Publié le Lundi 7 octobre 2024 à 18h00.

La gauche française et l’internationalisme

Les guerres impérialistes font de nouveau l’actualité. Dans ce contexte, l’importance de la France dans les équilibres internationaux oblige la gauche française à se positionner sur ces questions. Nous devons insister sur la libération des peuples de la domination impérialiste, israélienne comme russe, tout en maintenant une pression contre notre propre impérialisme à travers notre participation aux réseaux de solidarité qui soutiennent la gauche de rupture en Ukraine et les luttes palestiniennes sans flancher devant leur diversité.

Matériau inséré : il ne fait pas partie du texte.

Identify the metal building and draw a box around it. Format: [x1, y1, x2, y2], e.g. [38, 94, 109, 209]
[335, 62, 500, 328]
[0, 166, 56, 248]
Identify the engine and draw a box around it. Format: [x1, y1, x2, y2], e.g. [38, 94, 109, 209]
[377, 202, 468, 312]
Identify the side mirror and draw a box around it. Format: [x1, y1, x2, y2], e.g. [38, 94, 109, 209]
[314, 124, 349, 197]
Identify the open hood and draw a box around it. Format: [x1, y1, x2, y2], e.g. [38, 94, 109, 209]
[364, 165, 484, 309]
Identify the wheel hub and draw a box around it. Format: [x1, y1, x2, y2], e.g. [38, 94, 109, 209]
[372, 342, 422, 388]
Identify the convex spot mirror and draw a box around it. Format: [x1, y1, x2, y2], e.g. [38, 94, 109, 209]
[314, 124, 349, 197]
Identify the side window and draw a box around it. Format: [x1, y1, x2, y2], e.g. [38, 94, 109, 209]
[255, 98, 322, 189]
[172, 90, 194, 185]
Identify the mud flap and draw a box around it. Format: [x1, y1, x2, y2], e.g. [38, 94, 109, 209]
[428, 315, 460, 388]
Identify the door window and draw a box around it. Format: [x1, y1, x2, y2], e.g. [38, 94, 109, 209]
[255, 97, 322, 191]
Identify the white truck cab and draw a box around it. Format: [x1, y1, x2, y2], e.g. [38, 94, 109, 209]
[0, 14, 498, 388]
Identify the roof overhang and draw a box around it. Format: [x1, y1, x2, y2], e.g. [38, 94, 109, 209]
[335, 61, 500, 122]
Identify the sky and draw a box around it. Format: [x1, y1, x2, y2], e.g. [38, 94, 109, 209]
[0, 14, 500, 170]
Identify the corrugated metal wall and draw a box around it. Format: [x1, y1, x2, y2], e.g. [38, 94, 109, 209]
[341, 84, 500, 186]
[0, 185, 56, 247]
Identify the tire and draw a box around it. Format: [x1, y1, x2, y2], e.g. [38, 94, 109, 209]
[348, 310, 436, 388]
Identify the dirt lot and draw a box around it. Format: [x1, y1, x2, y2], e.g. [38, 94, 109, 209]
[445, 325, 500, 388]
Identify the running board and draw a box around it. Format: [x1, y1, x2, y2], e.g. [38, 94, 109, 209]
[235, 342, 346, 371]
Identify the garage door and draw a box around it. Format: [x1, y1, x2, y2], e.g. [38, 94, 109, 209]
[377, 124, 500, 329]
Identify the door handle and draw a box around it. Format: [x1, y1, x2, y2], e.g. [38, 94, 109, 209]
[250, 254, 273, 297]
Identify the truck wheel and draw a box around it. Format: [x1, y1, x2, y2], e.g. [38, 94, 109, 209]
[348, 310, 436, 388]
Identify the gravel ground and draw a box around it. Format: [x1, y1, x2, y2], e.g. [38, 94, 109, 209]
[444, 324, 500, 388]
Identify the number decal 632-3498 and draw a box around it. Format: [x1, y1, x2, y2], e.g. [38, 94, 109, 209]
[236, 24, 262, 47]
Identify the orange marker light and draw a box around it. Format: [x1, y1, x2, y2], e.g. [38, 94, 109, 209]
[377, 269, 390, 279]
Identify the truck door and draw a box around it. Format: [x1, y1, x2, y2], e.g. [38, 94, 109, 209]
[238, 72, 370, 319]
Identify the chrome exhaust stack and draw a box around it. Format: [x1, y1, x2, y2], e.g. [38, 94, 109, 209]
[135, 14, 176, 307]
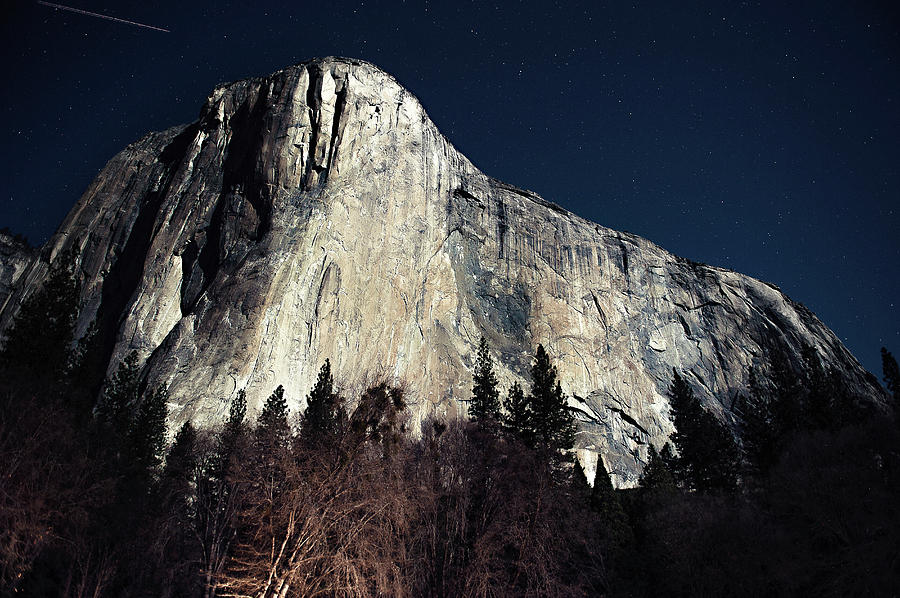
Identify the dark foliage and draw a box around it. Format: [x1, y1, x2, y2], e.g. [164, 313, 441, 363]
[669, 370, 739, 492]
[0, 282, 900, 598]
[300, 359, 347, 449]
[881, 347, 900, 408]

Dans le Manifeste du parti communiste en 1848, la dernière phrase avait comme slogan : « Prolétaires de tous les pays unissez-vous ». A l’intérieur du manifeste lui-même plusieurs phrases éclairent ce slogan. Par exemple : « On a accusé les communistes de vouloir abolir la patrie, la nationalité. Les ouvriers n’ont pas de patrie. On ne peut pas les priver de ce qu’ils n’ont pas ». Ou encore sur l’attitude des communistes (de l’époque) : « 1. Dans les différentes luttes nationales des prolétaires, ils mettent en avant et font valoir les intérêts indépendants de la nationalité et communs à tout le prolétariat. 2. Dans les différentes phases que traverse la lutte entre prolétaires et bourgeois, ils représentent toujours les intérêts du mouvement dans sa totalité ».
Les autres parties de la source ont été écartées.